"I feel like I should be doing coke in the bathroom!” Robert Longo is standing in front of a bulletin board plastered with printouts of his “Men in the Cities” series, the early-Eighties graphite drawings based on his black and white photographs of various friends, including Cindy Sherman, each dressed in crisp button-downs and writhing and leaping in midair. Longo pushes his black frame glasses up on his nose and bangs a fist on the pictures as Mick Jagger snarls “Under My Thumb” over the stereo system. A model skims by and shakes her hips to the music. Longo grins. “Isn’t this awesome?” he shouts.

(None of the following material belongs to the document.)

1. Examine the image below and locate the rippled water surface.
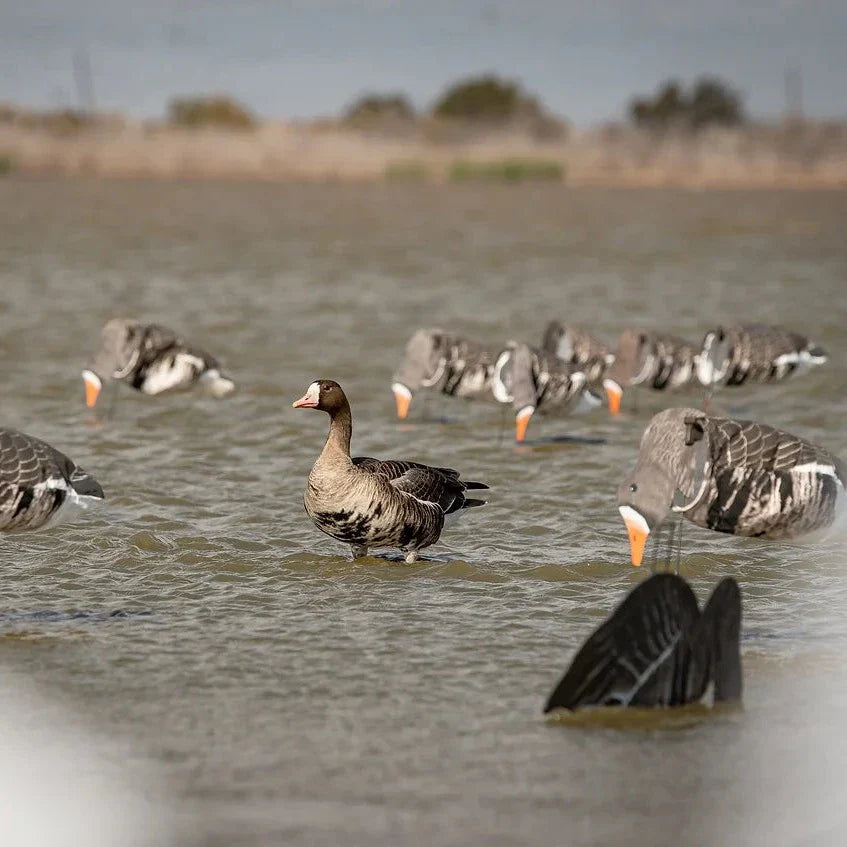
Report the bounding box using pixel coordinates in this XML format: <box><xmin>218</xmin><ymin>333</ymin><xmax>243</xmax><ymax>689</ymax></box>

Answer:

It’s hard to blame him for indulging in some recreational déjà vu—days spent running wild in New York with such fellow artists as Sherman, Charles Clough, David Salle and Jack Goldstein—although such reminiscing is for a distinctly unbohemian, and very commercial, purpose: Longo is inside a cavernous Chelsea photo studio shooting the fall 2010 Bottega Veneta campaign under the exacting eye of creative director Tomas Maier, himself employed by the multinational Gucci Group, which in turn is owned by PPR. The advertising campaign is a first for Longo, who conceived an album cover for the Replacements and directed a video for R.E.M. and the Keanu Reeves film Johnny Mnemonic. But ever since Apple launched its iPod ads featuring silhouetted hipsters jumping around, he has felt a twinge of envy (mixed, he admits, with irritation) toward what he sees as the appropriation of his seminal Eighties work. Maier, as it turns out, had long admired the artist’s “Cities” images, and so earlier this year, he had an agent reach out to Longo about shooting Bottega’s fall pieces, which Maier describes as “very graphic” and inspired by “strong women.” “He said something to the effect of ‘Instead of ripping you off, we want to hire you,’” Longo says. “They got me at hello.”
An image from the fall 2010 campaign, photographed by Robert Longo.
Maier seems to have that effect on photographers. Since arriving at Bottega Veneta in 2001, after stints at Hermès and Sonia Rykiel, he has spun the once flagging, overlicensed accessories company into luxury gold: a restrained, trend-free lineup of clothes, bags, shoes and jewelry that last year raked in $495 million in sales. A serious student of photography and design (his father was a successful architect in his native Germany, and as a fashion student at Ecole de la Chambre Syndicale in Paris, Maier trolled local auctions for pieces to buy on the cheap), he shrewdly began trading on his commercial success for more personal projects, namely, hiring fine-art photographers, many whose work he collects, to shoot the company’s campaigns. Among those Maier has engaged are Sam Taylor-Wood, Nan Goldin, Lord Snowdon and Larry Sultan. Sultan’s spring 2009 Bottega campaign shots were some of his last before his death from cancer last December. In an industry that has typically relied on a small cadre of fashion photographers to handle multimillion-dollar advertising projects, the use of, say, Tina Barney (spring 2007) and Philip-Lorca diCorcia (fall 2005) was considered risky, not to mention provocative.